前言
这周公司新上的项目需要压测,根据各个压测场景,需要拿到linux服务器不同的系统消耗指标。
思来想去觉得还是使用python更轻量,也更容易被后续的第三方agent来执行,就写了这样的一个指标采集工具。
指标采集
指标包括cpu、内存、io、网卡等一系列常见的性能指标,具体的指标以及计算也可以参考github上的淘宝开源项目tsar
整体的采集思路非常简单,分为两种:
- 读取特定的文件,解析文件,格式化数据;
- 执行指定命令,获取输出,格式化数据
所有的指标都乘以了一个系数,我贪快,所以全都直接写的10000 :(
具体的数据解析可以自行cat输出对应的文件,结合命令输出来对比
1.负载
从/proc/loadavg文件中读取
def collector_load():
# 读取负载文件
load_file = open("/proc/loadavg")
content = load_file.read().split()
load_file.close()
load_avg = {
"load1": int(string.atof(content[0]) * 10000),
"load5": int(string.atof(content[1]) * 10000),
"load15": int(string.atof(content[2]) * 10000)
}
return load_avg
2. 内存
从/proc/meminfo中读取
# 采集内存信息
def collect_memory_info():
# 读取内存信息文件
memory_buffer = {}
with open("/proc/meminfo") as mem_file:
for line in mem_file:
memory_buffer[line.split(':')[0]] = string.atoi(line.split(':')[1].split()[0])
# 过滤只取关注的指标
mem_total = memory_buffer["MemTotal"]
mem_free = memory_buffer["MemFree"] + memory_buffer["Buffers"] + memory_buffer["Cached"]
mem_util = int((float(mem_total - mem_free)/float(mem_total)) * 10000)
mem_buff = int(float(memory_buffer["Buffers"])/float(mem_total) * 10000)
mem_cache = int(float(memory_buffer["Cached"])/float(mem_total) * 10000)
mem_info = {
"mem_buff": mem_buff,
"mem_util": mem_util,
"mem_cache": mem_cache,
}
return mem_info
3. cpu信息
从/proc/stat中获取
# 采集cpu信息
def collect_cpu_info():
cpu_buffer = {}
with open("/proc/stat") as cpu_file:
for line in cpu_file:
line_fields = line.split()
if line_fields[0] == "cpu":
total = 0
for field in line_fields:
if field == "cpu":
continue
total += string.atoi(field)
cpu_buffer = {
"User": string.atoi(line_fields[1]),
"Sys": string.atoi(line_fields[3]),
"Idle": string.atoi(line_fields[4]),
"Steal": string.atoi(line_fields[8]),
"Wait": string.atoi(line_fields[5]),
"Total": total
}
break
return cpu_buffer
这个指标在系统中是累加的,因此需要再次进行计算,即本次结果与上次结果的差值才是本段时间内的指标值:
# 计算cpu数据
def calculate_cpu_info():
global last_cpu_info
cpu_info = collect_cpu_info()
if last_cpu_info is None:
last_cpu_info = cpu_info
return {}
else:
delta_total = cpu_info["Total"] - last_cpu_info["Total"]

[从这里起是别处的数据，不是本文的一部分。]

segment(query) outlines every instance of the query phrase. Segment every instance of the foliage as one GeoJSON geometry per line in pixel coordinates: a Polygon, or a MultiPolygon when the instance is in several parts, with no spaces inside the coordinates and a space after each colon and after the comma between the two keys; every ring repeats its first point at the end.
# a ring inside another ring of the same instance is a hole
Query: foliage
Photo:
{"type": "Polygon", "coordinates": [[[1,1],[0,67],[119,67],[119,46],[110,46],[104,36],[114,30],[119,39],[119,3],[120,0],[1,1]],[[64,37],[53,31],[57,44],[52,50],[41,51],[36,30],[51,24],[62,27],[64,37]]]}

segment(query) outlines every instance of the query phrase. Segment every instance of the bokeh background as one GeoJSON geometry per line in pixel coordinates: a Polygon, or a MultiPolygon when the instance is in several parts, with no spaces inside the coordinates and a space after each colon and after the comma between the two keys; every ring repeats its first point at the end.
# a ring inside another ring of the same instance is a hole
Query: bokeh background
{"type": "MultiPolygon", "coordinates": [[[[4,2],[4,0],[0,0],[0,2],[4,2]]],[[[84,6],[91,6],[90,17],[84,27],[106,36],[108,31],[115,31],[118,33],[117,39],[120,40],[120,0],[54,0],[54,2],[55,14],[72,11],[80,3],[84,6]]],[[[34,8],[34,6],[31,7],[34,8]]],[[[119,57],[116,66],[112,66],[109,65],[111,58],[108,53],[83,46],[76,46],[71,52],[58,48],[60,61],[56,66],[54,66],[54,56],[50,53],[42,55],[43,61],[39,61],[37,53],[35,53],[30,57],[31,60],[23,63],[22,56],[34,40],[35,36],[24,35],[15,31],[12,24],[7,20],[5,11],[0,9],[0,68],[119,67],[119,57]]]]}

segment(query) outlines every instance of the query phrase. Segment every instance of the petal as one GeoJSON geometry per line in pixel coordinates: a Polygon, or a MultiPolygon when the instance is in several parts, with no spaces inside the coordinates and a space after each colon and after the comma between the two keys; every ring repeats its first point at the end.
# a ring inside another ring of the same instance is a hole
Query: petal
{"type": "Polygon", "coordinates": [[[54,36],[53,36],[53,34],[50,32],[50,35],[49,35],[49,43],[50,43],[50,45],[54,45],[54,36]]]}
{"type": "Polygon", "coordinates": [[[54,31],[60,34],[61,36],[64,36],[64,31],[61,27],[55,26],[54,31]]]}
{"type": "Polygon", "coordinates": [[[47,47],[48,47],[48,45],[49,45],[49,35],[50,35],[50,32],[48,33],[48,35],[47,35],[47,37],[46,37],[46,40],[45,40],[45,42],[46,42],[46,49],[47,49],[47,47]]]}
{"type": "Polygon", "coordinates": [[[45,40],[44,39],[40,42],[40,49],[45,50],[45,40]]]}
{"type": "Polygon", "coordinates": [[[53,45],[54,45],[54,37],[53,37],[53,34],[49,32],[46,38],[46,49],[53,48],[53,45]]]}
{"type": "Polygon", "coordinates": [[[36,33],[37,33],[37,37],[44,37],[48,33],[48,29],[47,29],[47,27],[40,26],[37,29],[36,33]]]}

delta_user = cpu_info["User"] - last_cpu_info["User"]
delta_sys = cpu_info["Sys"] - last_cpu_info["Sys"]
delta_idle = cpu_info["Idle"] - last_cpu_info["Idle"]
delta_wait = cpu_info["Wait"] - last_cpu_info["Wait"]
delta_steal = cpu_info["Steal"] - last_cpu_info["Steal"]
last_cpu_info = cpu_info
return {
"cpu_user": int(float(delta_user)/float(delta_total) * 10000),
"cpu_sys": int(float(delta_sys)/float(delta_total) * 10000),
"cpu_wait": int(float(delta_wait)/float(delta_total) * 10000),
"cpu_steal": int(float(delta_steal)/float(delta_total) * 10000),
"cpu_idle": int(float(delta_idle)/float(delta_total) * 10000),
"cpu_util": int(float(delta_total - delta_idle - delta_wait - delta_steal)/float(delta_total) * 10000)
}
4. IO相关
从文件/proc/diskstats中读取
# 采集io
def collect_io_info():
io_buffer = {}
with open("/proc/diskstats") as io_file:
for line in io_file:
line_fields = line.split()
device_name = line_fields[2]
if line_fields[3] == "0":
continue
if should_handle_device(device_name):
io_buffer[device_name] = {
"ReadRequest": string.atoi(line_fields[3]),
"WriteRequest": string.atoi(line_fields[7]),
"MsecRead": string.atoi(line_fields[6]),
"MsecWrite": string.atoi(line_fields[10]),
"MsecTotal": string.atoi(line_fields[12]),
"Timestamp": int(time.time())
}
return io_buffer
# 当前的硬盘设备是否需要使用
def should_handle_device(device):
normal = len(device) == 3 and device.startswith("sd") or device.startswith("vd")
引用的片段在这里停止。